Acaba de morir, a los 81 años, Rick Davies, el fundador y músico de Supertramp que más pudo parecerse a Roger Hodgson, y que a veces lo superó. Quienes vivimos el ascenso y la caída de Supertramp sabemos que supusieron una forma de cultura tan importante como Cioran, Beckett, Fitzgerald o Camus. Hicieron una música que colmaba la esperanza de lo que la vida tiene reservado a cualquier adolescente que quiera llegar a ser él mismo. Yo diría de ellos lo que dijo Harold Bloom de Shakespeare: no ha nacido ningún otro autor como él, ni nacerá. Es decir, el futuro no llegará a darnos un conjunto de músicos que interprete al hombre y a la época que le haya tocado vivir como ellos. De todas las reacciones que me produce la música actual, la más representativa es, sin duda, la de la nostalgia. Cuando escucho a los actuales premios Grammy echo de menos la música que conformó mi crecimiento cultural, y que tanto tenía que ver con la fiebre del conocimiento, en lugar de suponer nada contra él, como ocurre ahora. Supertramp puso mensajes no a lo que sentíamos, sino a lo que pensábamos, y alguna de sus actuaciones constituyen hitos inolvidables, como la que se grabó en directo en el Pavillion de París en 1979. Los niños de entonces, que éramos adictos a Even in the quietest moments, a Downstream, que pensábamos siguiendo los acordes de Fool´s overture y mantuvimos nuestros momentos de soledad, nuestra habitación propia escuchando durante horas Goodbye stranger y Take the long way home, hace años que nos hallamos, casi hacia la mitad del camino de nuestra vida, perdidos en una selva oscura.
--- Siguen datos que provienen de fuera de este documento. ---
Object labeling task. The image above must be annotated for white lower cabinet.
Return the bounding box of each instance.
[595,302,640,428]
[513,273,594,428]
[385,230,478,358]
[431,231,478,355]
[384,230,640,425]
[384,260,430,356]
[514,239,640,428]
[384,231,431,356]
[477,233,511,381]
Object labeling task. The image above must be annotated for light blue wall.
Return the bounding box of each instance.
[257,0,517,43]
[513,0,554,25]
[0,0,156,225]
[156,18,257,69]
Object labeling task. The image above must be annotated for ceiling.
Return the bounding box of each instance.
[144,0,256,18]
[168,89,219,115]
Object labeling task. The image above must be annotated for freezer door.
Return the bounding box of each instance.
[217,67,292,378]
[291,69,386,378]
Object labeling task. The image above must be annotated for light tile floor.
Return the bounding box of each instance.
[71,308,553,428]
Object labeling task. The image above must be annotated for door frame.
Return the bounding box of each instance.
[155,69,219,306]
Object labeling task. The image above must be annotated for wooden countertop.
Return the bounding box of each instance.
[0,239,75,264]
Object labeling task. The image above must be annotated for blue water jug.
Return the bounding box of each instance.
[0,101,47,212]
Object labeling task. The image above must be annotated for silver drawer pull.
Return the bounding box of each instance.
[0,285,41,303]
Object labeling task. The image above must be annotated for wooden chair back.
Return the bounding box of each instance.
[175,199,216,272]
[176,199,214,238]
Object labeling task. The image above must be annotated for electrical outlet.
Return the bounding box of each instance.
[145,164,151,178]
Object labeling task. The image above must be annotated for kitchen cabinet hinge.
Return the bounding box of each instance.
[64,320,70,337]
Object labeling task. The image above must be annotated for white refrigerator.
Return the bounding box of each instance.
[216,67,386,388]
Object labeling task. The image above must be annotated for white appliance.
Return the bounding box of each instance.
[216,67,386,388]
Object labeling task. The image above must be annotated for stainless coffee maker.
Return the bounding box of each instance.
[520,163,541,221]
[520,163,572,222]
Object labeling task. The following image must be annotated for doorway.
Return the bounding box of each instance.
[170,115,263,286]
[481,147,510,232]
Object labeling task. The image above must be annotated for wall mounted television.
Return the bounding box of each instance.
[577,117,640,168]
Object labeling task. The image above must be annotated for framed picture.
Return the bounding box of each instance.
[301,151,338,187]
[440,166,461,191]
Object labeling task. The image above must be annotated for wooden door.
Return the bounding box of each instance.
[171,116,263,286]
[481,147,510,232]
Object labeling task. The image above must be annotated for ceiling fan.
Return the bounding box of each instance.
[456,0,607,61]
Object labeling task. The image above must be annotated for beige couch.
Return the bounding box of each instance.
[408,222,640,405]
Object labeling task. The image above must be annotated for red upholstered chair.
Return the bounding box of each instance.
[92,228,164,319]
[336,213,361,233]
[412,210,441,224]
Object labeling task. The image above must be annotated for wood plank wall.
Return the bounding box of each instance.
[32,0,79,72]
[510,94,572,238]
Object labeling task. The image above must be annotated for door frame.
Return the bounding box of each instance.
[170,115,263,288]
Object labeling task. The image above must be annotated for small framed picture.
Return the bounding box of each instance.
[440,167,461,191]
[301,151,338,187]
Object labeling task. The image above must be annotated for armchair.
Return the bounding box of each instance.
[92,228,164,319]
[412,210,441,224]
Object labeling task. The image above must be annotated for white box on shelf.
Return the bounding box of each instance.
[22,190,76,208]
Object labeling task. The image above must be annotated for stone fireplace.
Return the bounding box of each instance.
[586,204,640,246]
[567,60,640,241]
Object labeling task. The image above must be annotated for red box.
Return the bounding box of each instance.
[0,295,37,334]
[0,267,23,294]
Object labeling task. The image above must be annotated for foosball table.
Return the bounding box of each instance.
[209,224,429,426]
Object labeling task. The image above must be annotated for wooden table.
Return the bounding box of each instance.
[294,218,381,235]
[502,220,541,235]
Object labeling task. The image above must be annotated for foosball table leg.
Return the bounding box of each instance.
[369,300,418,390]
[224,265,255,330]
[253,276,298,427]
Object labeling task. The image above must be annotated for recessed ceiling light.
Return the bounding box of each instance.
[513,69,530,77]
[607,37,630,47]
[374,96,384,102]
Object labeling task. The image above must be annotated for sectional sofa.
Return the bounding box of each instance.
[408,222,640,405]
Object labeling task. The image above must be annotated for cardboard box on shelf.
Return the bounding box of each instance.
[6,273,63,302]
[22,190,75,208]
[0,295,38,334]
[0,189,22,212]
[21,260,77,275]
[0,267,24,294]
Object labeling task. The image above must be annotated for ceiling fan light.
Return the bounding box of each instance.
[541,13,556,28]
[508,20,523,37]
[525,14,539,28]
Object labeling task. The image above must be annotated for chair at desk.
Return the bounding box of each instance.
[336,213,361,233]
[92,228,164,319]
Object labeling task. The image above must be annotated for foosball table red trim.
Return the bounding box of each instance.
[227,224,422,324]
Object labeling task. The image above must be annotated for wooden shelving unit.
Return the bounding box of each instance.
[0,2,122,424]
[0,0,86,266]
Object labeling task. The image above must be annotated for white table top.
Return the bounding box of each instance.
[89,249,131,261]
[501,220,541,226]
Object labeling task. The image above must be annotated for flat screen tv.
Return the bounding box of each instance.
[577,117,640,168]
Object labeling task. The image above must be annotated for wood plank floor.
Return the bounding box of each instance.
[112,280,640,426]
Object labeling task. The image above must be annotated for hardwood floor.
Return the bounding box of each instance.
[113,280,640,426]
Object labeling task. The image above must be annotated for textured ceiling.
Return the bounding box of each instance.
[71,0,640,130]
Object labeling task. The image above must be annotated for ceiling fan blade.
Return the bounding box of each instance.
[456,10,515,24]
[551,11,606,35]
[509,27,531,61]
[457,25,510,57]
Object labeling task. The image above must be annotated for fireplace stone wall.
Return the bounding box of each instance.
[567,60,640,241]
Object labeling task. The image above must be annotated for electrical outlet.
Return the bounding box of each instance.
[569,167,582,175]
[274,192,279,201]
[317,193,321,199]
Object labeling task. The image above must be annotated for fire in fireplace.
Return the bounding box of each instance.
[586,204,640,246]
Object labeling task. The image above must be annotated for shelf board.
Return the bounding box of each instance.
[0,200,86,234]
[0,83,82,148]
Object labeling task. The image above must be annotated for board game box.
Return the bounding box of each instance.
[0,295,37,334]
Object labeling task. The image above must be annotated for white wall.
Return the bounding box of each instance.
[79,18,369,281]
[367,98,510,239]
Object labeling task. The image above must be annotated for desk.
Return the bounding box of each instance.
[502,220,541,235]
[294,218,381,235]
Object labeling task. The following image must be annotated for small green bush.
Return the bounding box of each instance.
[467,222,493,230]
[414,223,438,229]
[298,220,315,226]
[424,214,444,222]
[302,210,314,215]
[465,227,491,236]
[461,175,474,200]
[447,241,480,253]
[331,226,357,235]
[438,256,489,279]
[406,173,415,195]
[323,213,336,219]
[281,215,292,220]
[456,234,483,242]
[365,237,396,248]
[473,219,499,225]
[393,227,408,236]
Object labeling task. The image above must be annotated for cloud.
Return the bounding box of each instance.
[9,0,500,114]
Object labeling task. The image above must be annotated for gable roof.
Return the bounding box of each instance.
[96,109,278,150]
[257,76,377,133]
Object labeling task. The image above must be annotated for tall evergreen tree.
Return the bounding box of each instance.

La muerte de Davies no es más que el adiós a un mundo. Un adiós simbólico, pero real. Cuando Hodgson se separó del grupo, en 1983, me pasé años escuchando la última canción grande que acababan de componer: Cannonball. Y digo grande porque eran acordes que acompañaban las conversaciones, el amor y los libros que leíamos. Un mundo, en efecto, se va. Podremos seguir escuchando esas canciones, pero son canciones que removerán lo que siempre hemos llevado dentro. Ya no puedo escucharlas por hábito, sin sentir nada. Yo era demasiado chico para haber podido asistir a alguno de sus conciertos, pero aquella música me sirvió para imaginar grandes historias, o para tratar de imaginarlas. Ahora la música no deja huella, no marca el momento en que la escuchamos, o la escuchan. Sólo sirve para convertir en parpadeo algo que no ha nacido para ser eterno. Sin embargo, poco importa que Rick Davies haya muerto. Queda su generación, y las dos generaciones posteriores, para construir una inmortalidad que no podrá repetirse en el futuro. El futuro se lo pierde.
Fue uno de esos hombres que tenían mensajes que transmitir, en una época hecha para oír mensajes. Una música compuesta con la inspiración, o la conciencia de que ser original era también algo profundo. Hubo una generación de niños, la mía, que se quedaba extasiada en los escaparates de las tiendas de discos contemplando aquel piano nevado, con la partitura y las teclas sumergidas en polvo blanco, y recordando a un loco cantando un mensaje que no comprendíamos, porque recitaba en inglés, pero era nuestro. Ahora los niños bilingües saben inglés. No lo entienden, pero es porque tampoco entienden el castellano. Ha muerto un hombre a la altura de Dylan, de Chaplin o de Tchaikovski, un hombre capaz de llevar a la cultura popular lo que pensaban Mishima o Foucault. En eso debería de consistir la educación, en divulgar lo que piensan los mejores, no los mediocres. Hodgson, tras dejar Supertramp, tampoco ha realizado grandes logros. A veces los egoísmos se necesitan unos a otros.